The future of discovery informatics platforms
The drug discovery process produces data at an astonishing rate, and the ability to organise this information across organisations has until recently been, at best, limited. An overarching, commercially-available informatics platform for drug discovery exists today only in partial implementations – why? Generally, installations consist of vendor or in-house applications specific to only one or a few functions of the drug discovery process, and are typically based on vendors’ internal expertise. Today’s informatics (cheminformatics, bioinformatics, etc.) organisations face the challenge of providing a platform that can efficiently integrate disparate data sources and various applications to effectively manage discovery projects and workflows. Is this feasible considering the massive diversity of the input data sources, from simple to complex and multidimensional?
In order to achieve this, informatics applications must not only assist in aggregating data, but must also provide the ability to help assess whether ‘critical attributes’ are being met. In the discovery process, this list of attributes can be very long, and for informatics, the ability to evaluate and make decisions in real-time, and in relation to each other, is key.
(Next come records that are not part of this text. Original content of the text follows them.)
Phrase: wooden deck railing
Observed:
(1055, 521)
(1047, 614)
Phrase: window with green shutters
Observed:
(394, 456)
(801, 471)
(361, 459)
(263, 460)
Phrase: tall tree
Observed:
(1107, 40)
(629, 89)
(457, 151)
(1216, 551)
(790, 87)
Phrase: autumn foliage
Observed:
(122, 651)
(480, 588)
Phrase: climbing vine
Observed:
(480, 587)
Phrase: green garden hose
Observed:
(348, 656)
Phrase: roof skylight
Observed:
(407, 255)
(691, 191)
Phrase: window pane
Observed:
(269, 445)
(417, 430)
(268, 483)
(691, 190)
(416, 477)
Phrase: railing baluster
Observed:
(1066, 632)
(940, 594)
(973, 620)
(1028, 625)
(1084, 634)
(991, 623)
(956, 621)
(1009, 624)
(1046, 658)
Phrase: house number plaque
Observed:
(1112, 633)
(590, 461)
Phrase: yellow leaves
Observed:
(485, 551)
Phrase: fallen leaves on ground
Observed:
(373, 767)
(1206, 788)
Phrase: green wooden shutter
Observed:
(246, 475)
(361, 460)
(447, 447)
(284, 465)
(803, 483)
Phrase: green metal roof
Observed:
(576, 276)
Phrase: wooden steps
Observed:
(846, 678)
For example, upon registration, every compound is exposed to a variety of assays, each generating a point of data. These results generally come from different groups across the drug discovery organisation, and in many cases, from different geographical locations or from contract research organisations. An effective informatics platform is responsible for delivering not only a ‘balanced’ view of this information to project teams, but also an assessment of the lead compound’s performance relative to other compounds tested within the same project. To enable this, the appropriate analytics and visualisation applications must be in place to facilitate:
- Data aggregation – automatically accepting raw data from networked instrument acquisition consoles, and copy it to the appropriate network appliances for processing;
- Data processing and analysis – applying robust processing and analysis routines, automatically, then store the results in a relational, indexed database; and
- Visualisation – displaying aggregate results, and visually assess assay performance.
The need is present to aggregate other project-related activities such as screening/assay experiments (pharmacology, toxicology, DMPK), building in silico predictive models, and performing both in vitro and in vivo model studies, etc. The critical capabilities of workflow management systems include:
- Submission requests – with connections to orthogonal data sources;
- Submission tracking – the ability for both project teams and support groups to track the progress of individual requests; and
- Result dissemination – ensuring that results generated by the service organisation are integrated into data warehousing and visualisation applications.
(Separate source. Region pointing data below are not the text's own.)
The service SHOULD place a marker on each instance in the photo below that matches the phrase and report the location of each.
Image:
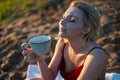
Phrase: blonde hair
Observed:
(91, 20)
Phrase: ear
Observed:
(86, 30)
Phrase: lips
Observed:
(62, 29)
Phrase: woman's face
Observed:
(71, 25)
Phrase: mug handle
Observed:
(26, 46)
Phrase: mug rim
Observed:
(49, 38)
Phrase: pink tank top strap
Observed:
(89, 52)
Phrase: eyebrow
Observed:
(71, 16)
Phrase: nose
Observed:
(63, 22)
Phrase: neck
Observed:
(78, 45)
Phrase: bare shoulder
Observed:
(99, 52)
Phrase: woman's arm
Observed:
(50, 72)
(94, 65)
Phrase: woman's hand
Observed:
(30, 56)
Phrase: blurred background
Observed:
(22, 19)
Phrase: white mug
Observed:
(40, 44)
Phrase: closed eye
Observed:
(72, 19)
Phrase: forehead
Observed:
(72, 11)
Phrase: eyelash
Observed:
(70, 19)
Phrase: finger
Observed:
(25, 53)
(32, 61)
(26, 48)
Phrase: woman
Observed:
(76, 56)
External data sources – collected for a variety of purposes including literature information on specific reaction protocols, biological assessment of compound classes, and patent assessment for freedom to operate – must also be considered.
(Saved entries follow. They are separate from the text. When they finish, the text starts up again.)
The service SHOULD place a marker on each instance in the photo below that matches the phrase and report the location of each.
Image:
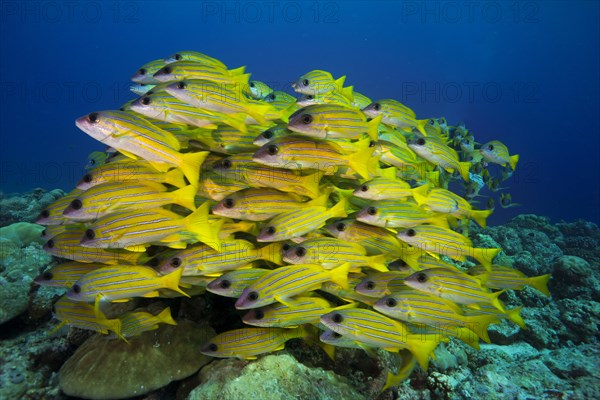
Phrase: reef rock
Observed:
(274, 377)
(113, 369)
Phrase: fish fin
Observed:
(191, 164)
(319, 201)
(513, 161)
(485, 256)
(378, 262)
(496, 301)
(310, 183)
(420, 193)
(185, 197)
(339, 82)
(373, 128)
(272, 253)
(361, 160)
(175, 177)
(165, 317)
(422, 346)
(197, 223)
(463, 170)
(171, 281)
(540, 283)
(480, 216)
(339, 275)
(514, 315)
(339, 210)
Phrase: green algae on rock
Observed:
(274, 377)
(113, 369)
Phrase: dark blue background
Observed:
(526, 73)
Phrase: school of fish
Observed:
(326, 215)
Similar to the disparity among internal data sources, external data sources exist in many different formats, so that integration into a single informatics platform has historically been difficult. However, today’s modern web architecture provides some effective integration opportunities:
- RSS feeds – applying business rules to filter ‘off-the-presses’ literature publications for project teams to incorporate reaction information on demand into synthesis planning workflows;
- Web services – integration of external databases via web services protocols afford internal and external data to be aggregated, mined, and disseminated in real time;
- Subscription-based content access – informatics organisations can license access to relevant data, and integrate external content into project team decision-making; and
- Open access initiatives – databases of public-access data, including structure and biological assay results, can be integrated into internal decision-making capabilities.
Yet another source of disparate information, the product of systems biology, must also be considered when discussing an informatics solution for the future. Systems biology poses an incredible challenge due to the nature of the data involved. For example, in classical lead optimisation, data collected exhibit a one-to-many relationship (e.g., one compound with the results of many assays). For a systems biology approach, results exhibit a many-to-many relationship – for an individual compound, not only are there many assays to perform, but there may be many specific biomarkers to account for in results. How can informatics organisations effectively identify the meaningful result elements from such diverse interacting data pools?
Simply adding more information to existing data streams will result in inefficiency and slower decision-making abilities. In addition, how can critical elements be defined for acceptance criteria? Therefore, systems biology essentially adds a whole new dimension to the manner in which project information is managed. An effective solution is not yet available, but existing capabilities can be enhanced to accommodate this new dimension.
The challenge facing informatics organisations in the near future is to be able to tie together all of this information with further external information, and the products of systems biology, resulting in a complete system for data management and effective decision-making. The capability of promising new informatics systems to achieve this harmonisation will help to promote even more effective decision-making in the future.
The author would like to thank Andrew Anderson, a former colleague at ACD/Labs, for his insights and help in the authoring of this article.